People have always known about quiet white men who were sexuality atypical in an honorable way. Some have connected with the “Two Spirit” tribal people and others have seen themselves as conscientious and essentially motherly protectors of youngsters. Jack Loadman -- teacher, historian, foster parent -- published with the Montana Historical Society.
A few have not been so benign. The movie “Warparty” notoriously depicted a gay man as the consort of the brutal military-type law enforcer. A. B. Guthrie also included a gay man in "The Big Sky" who in the movie version of his novel was converted to a “fool.” We don’t know whether these authors were drawing on people they knew. Any population with a high proportion of ex-felons (meaning most dark minorities) includes atypical men, not so honorable.
Euros often fancy that a tribe is a genetically defined group of people who are “different” and therefore either attractive or repellent, depending on the motives and prejudices of the whites. But in fact the People had a genetic core that spread out from family into a fringe of all sorts of people who might or might not become active participants in the vital enactment of their beliefs. They were not strict island populations or species.
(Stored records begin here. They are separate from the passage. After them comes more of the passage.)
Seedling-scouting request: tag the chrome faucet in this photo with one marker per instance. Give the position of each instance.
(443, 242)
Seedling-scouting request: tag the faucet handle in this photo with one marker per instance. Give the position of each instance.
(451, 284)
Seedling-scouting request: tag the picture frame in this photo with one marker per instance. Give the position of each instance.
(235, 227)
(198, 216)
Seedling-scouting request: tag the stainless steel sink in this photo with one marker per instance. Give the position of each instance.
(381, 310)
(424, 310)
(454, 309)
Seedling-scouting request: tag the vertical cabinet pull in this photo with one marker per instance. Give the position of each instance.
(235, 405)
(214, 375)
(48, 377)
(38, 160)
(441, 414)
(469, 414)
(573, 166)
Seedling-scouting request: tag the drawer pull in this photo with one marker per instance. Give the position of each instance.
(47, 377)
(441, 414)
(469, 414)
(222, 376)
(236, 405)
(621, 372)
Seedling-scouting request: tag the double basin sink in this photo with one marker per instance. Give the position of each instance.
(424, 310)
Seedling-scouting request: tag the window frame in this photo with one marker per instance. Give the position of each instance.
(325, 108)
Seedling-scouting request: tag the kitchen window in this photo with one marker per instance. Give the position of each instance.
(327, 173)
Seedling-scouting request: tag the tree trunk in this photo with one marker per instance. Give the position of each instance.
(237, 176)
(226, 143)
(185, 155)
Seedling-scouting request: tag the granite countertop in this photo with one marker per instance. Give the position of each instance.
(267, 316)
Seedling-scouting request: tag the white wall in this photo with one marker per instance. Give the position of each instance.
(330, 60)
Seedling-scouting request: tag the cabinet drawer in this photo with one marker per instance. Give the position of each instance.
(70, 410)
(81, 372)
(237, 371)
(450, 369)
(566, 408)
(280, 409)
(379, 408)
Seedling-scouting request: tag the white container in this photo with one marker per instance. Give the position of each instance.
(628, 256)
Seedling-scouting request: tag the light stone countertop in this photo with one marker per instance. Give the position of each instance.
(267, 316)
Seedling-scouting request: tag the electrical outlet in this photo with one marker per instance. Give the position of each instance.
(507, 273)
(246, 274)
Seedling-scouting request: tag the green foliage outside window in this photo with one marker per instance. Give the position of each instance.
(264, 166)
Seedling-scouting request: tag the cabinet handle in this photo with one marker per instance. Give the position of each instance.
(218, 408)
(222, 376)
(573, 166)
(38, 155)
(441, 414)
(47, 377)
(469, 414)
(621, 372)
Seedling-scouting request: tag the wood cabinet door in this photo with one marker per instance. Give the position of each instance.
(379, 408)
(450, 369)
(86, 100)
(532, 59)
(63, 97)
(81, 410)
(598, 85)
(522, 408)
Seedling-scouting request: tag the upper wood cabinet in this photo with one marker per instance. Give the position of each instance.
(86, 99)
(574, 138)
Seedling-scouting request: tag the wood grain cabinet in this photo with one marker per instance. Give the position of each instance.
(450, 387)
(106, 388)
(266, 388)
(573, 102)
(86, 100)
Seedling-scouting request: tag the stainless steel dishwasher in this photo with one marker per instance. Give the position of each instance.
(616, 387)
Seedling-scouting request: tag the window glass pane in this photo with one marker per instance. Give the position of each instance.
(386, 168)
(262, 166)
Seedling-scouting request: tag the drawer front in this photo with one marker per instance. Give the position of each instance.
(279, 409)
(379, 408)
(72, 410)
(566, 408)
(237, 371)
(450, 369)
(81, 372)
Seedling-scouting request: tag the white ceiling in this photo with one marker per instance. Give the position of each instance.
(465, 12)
Many who arrived by water came simply because the geological chance of the techtonic break that created the Mississippi and Missouri river network, a kind of highway -- gave easy access into the heart of Blackft territory. Some came as loners, some as rich people looking for excitement, some artists (Audubon and Catlin), and always for profit -- maybe furs and maybe booze and maybe weapons trafficking. The ancestor of the Cobells was an Italian sailor. The Weatherwax, Kennerly and Wetzel family names come from rum runners, some with criminal connections and others simply resourceful entrepreneurs.
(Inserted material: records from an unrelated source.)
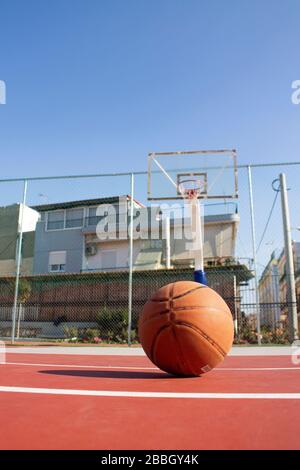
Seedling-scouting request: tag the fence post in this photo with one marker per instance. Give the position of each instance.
(18, 261)
(290, 274)
(130, 259)
(254, 254)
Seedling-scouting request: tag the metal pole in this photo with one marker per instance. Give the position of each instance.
(235, 307)
(18, 261)
(168, 242)
(254, 254)
(290, 274)
(130, 259)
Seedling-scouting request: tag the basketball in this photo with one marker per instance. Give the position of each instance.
(186, 328)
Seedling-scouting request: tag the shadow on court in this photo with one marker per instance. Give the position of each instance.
(110, 374)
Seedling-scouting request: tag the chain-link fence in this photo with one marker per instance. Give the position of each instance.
(77, 264)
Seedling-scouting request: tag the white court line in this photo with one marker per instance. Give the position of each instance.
(77, 366)
(114, 393)
(257, 368)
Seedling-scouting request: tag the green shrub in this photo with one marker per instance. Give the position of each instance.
(71, 332)
(113, 324)
(89, 335)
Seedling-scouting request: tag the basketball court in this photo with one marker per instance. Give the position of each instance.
(115, 398)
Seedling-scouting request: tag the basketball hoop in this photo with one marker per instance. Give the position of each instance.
(192, 188)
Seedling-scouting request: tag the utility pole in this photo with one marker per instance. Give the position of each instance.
(290, 273)
(256, 282)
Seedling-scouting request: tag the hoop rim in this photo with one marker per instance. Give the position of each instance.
(192, 193)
Such tangles of personality thrust up against the hardships of survival on the high northern east slope of the Rockies produced a set of people formidably shaped for survival. In the earliest years ritual renewals were shared openly. But when the government saw the ceremonies as sources of strength for enemies in war, they were suppressed. Finally opposition ended, Indians were by law hired to be Indian service employees, white business dwindled in the face of other forces, and "roots" became popular. Then the old ways -- like compressed springs -- came back in force. To think of them as merely benign and even child-like would be a mistake. They are tough, edged, and useful in carving out a future. Enter the scene at your own risk. Those who joined the People in that heart-and-soul way have brought the gift of themselves. What that means is up to Fate.